Этот достойный театральных подмостков диалог с легкими вариациями происходил между ними практически ежедневно во время утреннего чаепития, в котором остальные домочадцы участвовали редко, предпочитая поспать подольше.
Белецкий привычно, даже не задумываясь, поддерживал традиционный разговор и искренне любовался собеседницей.
Александра Михайловна в свои сорок два года сохранила девичью легкость фигуры, которую изысканно дополняла благородная стать зрелой женщины. Лицо ее с тонкими аристократическими чертами было всегда приветливо и немного задумчиво. Несколько глубоких складок пересекали высокий белый лоб. Легкие морщинки залегли в уголках глаз и губ и, хотя на вид они не были скорбными, а лишь печальными, таили в себе великую тоску и боль. Им вторила седая прядь, оттенявшая пышные золотистые волосы, обычно собранные в сложную, но элегантную прическу, из которой вечно выбивалось несколько непослушных локонов. Самым замечательным в этой женщине были обрамленные длинными черными ресницами глаза, огромные, цветом похожие на дымчатый топаз – голубовато-серые, глубокие и задумчивые. Взгляд этих восхитительных глаз обычно легко скользил по поверхности предметов, тонко касался собеседников, не заглядывая в глубину, но если вдруг замирал на человеке, то делался пристальным и будто бы брал душу в плен.
Характер у Александры Михайловны был под стать ее взгляду. При поверхностном знакомстве он виделся легким, мягким и даже немного театральным, но те избранные, кто знал эту женщину ближе, почитали в ней мудрое спокойствие, несгибаемую волю и доброту ко всякому божьему творению. К числу таких посвященных относился Белецкий.

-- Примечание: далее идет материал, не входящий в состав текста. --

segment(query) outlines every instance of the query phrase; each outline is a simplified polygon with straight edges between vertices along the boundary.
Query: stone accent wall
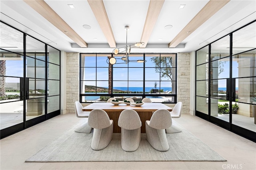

Приватное чаепитие Александры Михайловны и Белецкого было прервано появлением Софи.
Барышня стремительно вошла на террасу, и та сразу озарилась каким-то особенным веселым сиянием. Было у Софьи Николаевны такое удивительное свойство приносить с собой радостный свет, где бы и в каком обществе она ни появлялась. Молодой человек поднялся и поклонился.
Когда-то давно забавная и озорная двенадцатилетняя Софи, приезжавшая из пансиона на каникулы, поверявшая Белецкому свои детские тайны и просившая его подпевать вторым голосом во время домашних концертов, являлась предметом мучительных нравственных терзаний юного секретаря. Его невероятно пугала мысль о том, что Софи вырастет в прекрасную барышню и – о боже! – он непременно в нее влюбится. Будучи человеком высоких нравственных представлений, Белецкий не допускал возможности даже тени вожделения к дочери своего покровителя и потому вел себя с ней с нарочитой холодной почтительностью. Он утешался лишь той мыслью, что к тому времени, когда повзрослевшая Софи вернется домой, он уже давно будет в экспедиции, где-нибудь в диких Алтайских землях, а может быть, даже героически погибнет во имя исследовательской науки и славы России. Предположить, что и Софи имеет все шансы в него влюбиться, Белецкий, конечно, не мог. Додумайся он до этого, перепугался бы еще больше.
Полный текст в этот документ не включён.